You don’t bolt on company culture at the end of organisational change! Your visioning and strategic planning needs to have the culture called out and prioritised as a significant goal. People need to be brought along for the journey from the start. The culture will evolve as a part of the change process.
How to make it happen
Form multidisciplinary teams
A multidisciplinary team is made up of people with expertise in different specialisms. Don’t group people with the same specialism together. Mix designers with developers, researchers and analysts. This will allow for cross-pollination, empathy, and respect for each other's disciplines.
As a team working toward a common goal, you will learn and grow together. You will celebrate success and gain a deeper understanding of how to best serve user needs.
Take an informal route if it is not possible to formally reorganise around multidisciplinary teams. Start by connecting with people across different teams over coffee and watch how communities of practice emerge!

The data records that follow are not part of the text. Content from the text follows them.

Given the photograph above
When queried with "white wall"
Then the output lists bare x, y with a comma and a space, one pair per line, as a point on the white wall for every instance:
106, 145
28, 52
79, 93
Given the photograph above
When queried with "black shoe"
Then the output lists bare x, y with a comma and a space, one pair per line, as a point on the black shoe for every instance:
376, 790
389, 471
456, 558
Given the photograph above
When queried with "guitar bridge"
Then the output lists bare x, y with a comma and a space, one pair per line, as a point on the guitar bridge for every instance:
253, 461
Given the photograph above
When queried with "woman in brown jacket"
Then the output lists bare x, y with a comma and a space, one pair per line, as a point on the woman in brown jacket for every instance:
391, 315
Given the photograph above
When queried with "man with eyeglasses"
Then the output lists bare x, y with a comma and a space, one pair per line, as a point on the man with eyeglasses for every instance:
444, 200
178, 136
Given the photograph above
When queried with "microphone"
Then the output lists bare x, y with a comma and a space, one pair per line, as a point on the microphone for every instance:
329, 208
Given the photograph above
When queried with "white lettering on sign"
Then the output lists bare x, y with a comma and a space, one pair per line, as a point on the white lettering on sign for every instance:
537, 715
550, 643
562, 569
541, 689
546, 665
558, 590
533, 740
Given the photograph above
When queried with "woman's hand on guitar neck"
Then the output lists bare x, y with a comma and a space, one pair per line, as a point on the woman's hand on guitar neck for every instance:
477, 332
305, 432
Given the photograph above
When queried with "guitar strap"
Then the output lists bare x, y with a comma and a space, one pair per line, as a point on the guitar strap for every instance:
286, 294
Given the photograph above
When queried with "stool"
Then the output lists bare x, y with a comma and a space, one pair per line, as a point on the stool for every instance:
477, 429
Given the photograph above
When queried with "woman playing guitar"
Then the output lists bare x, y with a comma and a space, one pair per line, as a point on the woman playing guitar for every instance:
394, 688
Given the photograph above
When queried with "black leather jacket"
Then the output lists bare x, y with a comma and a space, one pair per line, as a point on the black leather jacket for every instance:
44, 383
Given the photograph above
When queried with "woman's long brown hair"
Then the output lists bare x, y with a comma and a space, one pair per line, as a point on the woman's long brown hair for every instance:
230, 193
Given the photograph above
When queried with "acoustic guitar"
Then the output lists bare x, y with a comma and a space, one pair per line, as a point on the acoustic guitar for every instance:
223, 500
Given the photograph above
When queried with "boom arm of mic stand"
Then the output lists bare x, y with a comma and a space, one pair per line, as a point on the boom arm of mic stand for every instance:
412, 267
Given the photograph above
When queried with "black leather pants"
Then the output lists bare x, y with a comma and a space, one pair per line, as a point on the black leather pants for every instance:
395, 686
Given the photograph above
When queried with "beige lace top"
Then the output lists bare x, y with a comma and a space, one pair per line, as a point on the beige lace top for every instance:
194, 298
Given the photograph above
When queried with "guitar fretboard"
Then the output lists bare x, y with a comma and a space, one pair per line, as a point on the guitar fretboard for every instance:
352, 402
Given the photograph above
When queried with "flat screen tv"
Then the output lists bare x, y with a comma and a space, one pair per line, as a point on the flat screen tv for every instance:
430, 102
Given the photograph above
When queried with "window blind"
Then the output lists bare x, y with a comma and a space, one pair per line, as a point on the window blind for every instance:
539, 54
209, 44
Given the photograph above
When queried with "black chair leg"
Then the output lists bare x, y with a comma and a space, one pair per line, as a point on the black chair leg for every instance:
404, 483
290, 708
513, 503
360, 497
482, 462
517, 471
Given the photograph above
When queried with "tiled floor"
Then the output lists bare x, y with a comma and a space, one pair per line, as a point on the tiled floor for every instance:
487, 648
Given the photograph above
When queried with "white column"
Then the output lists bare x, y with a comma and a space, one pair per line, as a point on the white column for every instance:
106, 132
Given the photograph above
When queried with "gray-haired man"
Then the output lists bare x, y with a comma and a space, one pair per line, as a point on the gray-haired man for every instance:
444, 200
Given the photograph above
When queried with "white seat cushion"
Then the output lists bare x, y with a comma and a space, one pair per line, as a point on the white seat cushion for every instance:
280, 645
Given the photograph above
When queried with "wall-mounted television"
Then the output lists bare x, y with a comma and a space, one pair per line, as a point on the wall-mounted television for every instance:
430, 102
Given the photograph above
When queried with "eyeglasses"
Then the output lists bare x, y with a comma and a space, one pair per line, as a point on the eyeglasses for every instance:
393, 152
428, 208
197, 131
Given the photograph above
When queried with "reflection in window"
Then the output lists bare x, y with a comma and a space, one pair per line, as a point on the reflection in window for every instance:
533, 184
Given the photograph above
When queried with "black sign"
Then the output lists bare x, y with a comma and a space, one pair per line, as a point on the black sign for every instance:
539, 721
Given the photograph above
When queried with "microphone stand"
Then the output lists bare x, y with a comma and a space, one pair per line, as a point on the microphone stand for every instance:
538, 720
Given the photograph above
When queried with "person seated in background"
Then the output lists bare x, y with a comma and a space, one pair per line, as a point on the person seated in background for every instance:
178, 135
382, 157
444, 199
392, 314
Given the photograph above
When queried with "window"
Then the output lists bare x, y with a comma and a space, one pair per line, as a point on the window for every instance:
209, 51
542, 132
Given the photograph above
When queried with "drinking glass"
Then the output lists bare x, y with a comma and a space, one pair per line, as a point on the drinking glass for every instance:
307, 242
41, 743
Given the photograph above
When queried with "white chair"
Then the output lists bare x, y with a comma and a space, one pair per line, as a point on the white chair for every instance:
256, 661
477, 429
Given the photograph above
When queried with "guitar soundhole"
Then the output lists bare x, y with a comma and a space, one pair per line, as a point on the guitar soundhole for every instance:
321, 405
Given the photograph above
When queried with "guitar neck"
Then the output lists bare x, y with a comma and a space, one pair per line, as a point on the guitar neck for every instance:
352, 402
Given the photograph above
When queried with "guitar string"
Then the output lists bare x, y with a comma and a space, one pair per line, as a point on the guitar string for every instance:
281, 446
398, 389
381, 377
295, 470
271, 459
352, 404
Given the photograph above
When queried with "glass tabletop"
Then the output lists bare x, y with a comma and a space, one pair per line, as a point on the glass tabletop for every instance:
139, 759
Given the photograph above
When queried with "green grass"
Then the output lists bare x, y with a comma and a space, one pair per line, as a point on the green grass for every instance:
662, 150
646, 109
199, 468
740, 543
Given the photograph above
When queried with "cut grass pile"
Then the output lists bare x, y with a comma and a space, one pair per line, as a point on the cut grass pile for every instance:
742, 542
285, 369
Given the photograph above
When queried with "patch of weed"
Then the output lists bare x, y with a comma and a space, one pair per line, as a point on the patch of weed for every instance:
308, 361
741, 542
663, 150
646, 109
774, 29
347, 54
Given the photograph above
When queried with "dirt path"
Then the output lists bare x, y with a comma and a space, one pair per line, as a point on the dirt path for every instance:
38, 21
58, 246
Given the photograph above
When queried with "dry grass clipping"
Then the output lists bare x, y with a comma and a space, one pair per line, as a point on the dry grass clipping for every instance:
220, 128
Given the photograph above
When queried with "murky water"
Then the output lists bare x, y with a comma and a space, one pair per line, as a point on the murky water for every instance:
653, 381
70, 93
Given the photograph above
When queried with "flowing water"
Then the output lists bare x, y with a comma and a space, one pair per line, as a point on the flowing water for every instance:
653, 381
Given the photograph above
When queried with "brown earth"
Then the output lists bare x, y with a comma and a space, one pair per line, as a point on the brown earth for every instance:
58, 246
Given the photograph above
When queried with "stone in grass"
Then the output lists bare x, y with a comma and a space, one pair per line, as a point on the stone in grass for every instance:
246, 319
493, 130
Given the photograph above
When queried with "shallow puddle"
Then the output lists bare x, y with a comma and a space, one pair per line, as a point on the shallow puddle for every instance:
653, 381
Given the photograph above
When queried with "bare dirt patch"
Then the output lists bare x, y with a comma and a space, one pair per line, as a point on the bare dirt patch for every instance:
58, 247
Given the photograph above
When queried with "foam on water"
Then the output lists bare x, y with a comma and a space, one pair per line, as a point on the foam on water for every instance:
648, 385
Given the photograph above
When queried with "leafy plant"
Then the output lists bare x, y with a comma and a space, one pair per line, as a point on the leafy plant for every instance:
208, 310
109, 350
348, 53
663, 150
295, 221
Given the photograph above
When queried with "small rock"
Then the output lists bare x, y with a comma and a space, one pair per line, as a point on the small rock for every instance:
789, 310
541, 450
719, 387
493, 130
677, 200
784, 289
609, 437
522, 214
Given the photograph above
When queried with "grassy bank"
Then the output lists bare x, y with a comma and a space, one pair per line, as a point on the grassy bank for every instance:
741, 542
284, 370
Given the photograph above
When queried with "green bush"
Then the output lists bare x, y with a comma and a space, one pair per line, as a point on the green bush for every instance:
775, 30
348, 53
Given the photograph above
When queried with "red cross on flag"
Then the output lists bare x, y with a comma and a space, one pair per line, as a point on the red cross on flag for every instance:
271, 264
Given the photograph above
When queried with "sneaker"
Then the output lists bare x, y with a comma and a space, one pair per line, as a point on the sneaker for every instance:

Be careful, be inclusive and build trust
To get the best out of your teams, you need to ensure that they feel safe and secure. As a digital leader your role is as much about looking after your people as it is in leading the vision. Establishing trust and a safe place is essential to deliver long-term success. Get to know your team and what motivates them. Show them that you care and that you have their backs. Make sure they can play to their strengths, recognising that not everybody is like you. Make it clear that it’s ok to make mistakes and that no single person is to blame.
A team needs to understand its mission. Motivate your team by clearly establishing SMART objectives that work toward an inspirational vision. Align objectives to your company strategy so the team can see how they are contributing value and know their worth.
Clarify roles and responsibilities
People in the team need to understand where they fit in. Make sure everybody knows what they are going to bring to the table. Remove any ambiguity and make sure they are proud of their job descriptions. Work with them as individuals and collectively as a team to flesh out the boundaries of responsibility. Similarly, before getting to work with meetings and workshops, make sure everybody knows what role they will be playing for the duration. If everybody thinks they are leading a workshop, you’ll get chaos!
Design a clear and achievable career path
Help your team understand where the possibilities lie. Spend time understanding their ambitions. Design achievable career paths with clear and realistic competencies. Provide training and development opportunities to help them grow. Seek out useful conferences to attend and, better still, run a session. Get your team out there and build their reputation! Pay attention to what your staff tell you about their hopes for the future and do your best to help support their goals.
Celebrate success, learn from mistakes
No project will be a complete failure. We learn and grow by our mistakes. It’s rare that a digital team is saving lives but if you are, put as many quality assurance measures and fail-safes into the service as you can. When things don’t go to plan, objectives aren’t met and a vision is not achieved, don’t beat yourselves up. Don’t look for somebody to blame. Take collective responsibility and learn the lessons that have revealed themselves to you. Share your findings so others can understand why it went wrong. Celebrate successes. Even in failing projects, there will be small wins. Acknowledge them and do something fun.
Organisational change is hard. It takes perseverance and constant effort. It needs to become a habit. Make sure you involve your people across all levels of the organisation, give them a voice and ensure they are heard. Allow people to play to their strengths and you’ll be well on your way to shifting the culture in the right direction!